中心であるラメロのタフショットの多さはホーネッツ全体の問題へと繋がっており、得点とフィールドゴール成功率がリーグ最低、特に得点は3シーズン前がリーグ4位の115.3だったのが、111.0、106.6、105.1と毎シーズン下がっています。ケガ人の事情も大きいとはいえ、ラメロの出場試合数が増えても下がっているのは大きな問題です。

展開力のあるラメロが個人プレーでタフショットを増やしてしまう──この矛盾した状況はホーネッツが解決すべき課題ですが、それ以上にラメロの『ひらめき』に依存しすぎることで、ラメロがコートにいない時間帯のチームオフェンスが全く機能しないことは、より大きな課題になっています。

20.2得点を記録したマイルズ・ブリッジスの3ポイントシュート成功率は、ラメロのパスからだと40%ですが、他の選手からのパスでは30%を下回ります。それは単にラメロから良いパスが出てくるだけでなく、個人技で決める戦術になっているからです。

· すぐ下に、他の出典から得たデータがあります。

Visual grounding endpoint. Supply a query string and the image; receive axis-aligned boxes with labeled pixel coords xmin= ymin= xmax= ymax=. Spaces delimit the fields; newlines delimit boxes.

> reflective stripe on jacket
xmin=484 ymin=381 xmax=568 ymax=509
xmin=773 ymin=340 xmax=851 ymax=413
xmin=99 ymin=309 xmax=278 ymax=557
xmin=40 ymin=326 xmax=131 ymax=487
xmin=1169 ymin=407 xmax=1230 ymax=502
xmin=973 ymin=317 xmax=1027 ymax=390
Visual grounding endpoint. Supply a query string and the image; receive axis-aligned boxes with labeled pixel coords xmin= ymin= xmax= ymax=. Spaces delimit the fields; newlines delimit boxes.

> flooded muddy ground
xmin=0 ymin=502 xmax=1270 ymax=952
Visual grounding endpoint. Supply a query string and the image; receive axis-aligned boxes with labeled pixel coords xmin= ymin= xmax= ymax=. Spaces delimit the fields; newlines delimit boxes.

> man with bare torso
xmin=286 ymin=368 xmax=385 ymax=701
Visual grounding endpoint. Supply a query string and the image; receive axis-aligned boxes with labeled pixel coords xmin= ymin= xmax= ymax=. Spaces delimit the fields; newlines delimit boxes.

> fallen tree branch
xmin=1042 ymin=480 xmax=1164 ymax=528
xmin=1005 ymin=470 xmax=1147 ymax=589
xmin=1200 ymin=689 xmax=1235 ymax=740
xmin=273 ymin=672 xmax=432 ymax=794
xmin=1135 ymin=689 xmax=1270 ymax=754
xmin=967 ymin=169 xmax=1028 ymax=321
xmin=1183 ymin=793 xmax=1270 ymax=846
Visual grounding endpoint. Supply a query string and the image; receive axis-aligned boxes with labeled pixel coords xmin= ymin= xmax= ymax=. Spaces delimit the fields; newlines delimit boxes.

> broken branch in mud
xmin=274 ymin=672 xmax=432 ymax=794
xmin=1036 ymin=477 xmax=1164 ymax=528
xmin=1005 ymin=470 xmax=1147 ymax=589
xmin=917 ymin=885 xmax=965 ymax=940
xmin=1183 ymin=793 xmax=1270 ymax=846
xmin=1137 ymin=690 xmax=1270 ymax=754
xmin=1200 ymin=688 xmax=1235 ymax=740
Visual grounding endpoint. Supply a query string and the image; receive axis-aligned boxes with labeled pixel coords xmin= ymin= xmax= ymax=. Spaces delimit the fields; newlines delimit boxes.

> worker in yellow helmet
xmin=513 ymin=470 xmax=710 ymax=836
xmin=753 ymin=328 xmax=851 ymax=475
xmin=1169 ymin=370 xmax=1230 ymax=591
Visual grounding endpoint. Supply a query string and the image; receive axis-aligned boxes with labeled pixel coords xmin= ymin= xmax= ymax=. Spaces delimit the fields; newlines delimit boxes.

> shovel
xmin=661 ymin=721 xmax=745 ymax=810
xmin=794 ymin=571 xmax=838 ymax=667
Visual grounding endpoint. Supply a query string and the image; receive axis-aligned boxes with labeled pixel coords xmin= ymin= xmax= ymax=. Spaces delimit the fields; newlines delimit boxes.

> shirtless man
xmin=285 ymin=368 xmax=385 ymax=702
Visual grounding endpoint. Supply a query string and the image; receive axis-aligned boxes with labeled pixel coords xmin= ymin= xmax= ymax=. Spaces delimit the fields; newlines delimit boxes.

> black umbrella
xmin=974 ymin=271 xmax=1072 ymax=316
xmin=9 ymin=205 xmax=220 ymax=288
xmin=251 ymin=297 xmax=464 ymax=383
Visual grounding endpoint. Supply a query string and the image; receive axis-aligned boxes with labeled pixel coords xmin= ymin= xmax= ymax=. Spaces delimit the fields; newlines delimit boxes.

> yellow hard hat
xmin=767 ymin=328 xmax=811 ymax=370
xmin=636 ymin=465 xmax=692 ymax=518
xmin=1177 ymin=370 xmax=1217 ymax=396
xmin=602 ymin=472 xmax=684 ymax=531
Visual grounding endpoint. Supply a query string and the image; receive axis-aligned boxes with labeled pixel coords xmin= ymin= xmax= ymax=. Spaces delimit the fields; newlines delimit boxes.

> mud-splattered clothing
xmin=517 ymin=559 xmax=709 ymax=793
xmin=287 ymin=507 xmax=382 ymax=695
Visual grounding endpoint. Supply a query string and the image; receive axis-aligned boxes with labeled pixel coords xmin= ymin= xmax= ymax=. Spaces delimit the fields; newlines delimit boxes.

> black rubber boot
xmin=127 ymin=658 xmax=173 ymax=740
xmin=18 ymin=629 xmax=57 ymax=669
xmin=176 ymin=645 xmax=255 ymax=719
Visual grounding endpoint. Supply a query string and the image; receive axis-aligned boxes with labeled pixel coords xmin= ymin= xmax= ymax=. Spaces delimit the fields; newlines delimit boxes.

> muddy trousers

ラメロと相性の良い機動力とシュート力のある選手を集めるのがホーネッツの方針で、今年のドラフトでも1巡目でウイングを2人(コン・クヌッペルとリアム・マクニーリー)指名しています。ですが、ラメロがタフショットの選択肢を減らしアシスト中心にしなければ意味はなく、それ以上にラメロ頼みのチームオフェンスを良しとしていては、いつまでたっても問題は解消されません。

2021年にルーキー・オブ・ザ・イヤーに輝いたラメロですが、それから5年が経った現在では、チームの中心選手としてNBAファイナルへ進んだタイリース・ハリバートン、2年連続でカンファレンスファイナルへ進んだアンソニー・エドワーズとは『勝つためにやるべきこと』において大きな差を付けられました。若いタレントは揃っているものの、中心に据えられたラメロがチームの勝利に直結するプレーを遂行できるのか。これがホーネッツが浮上する鍵となります。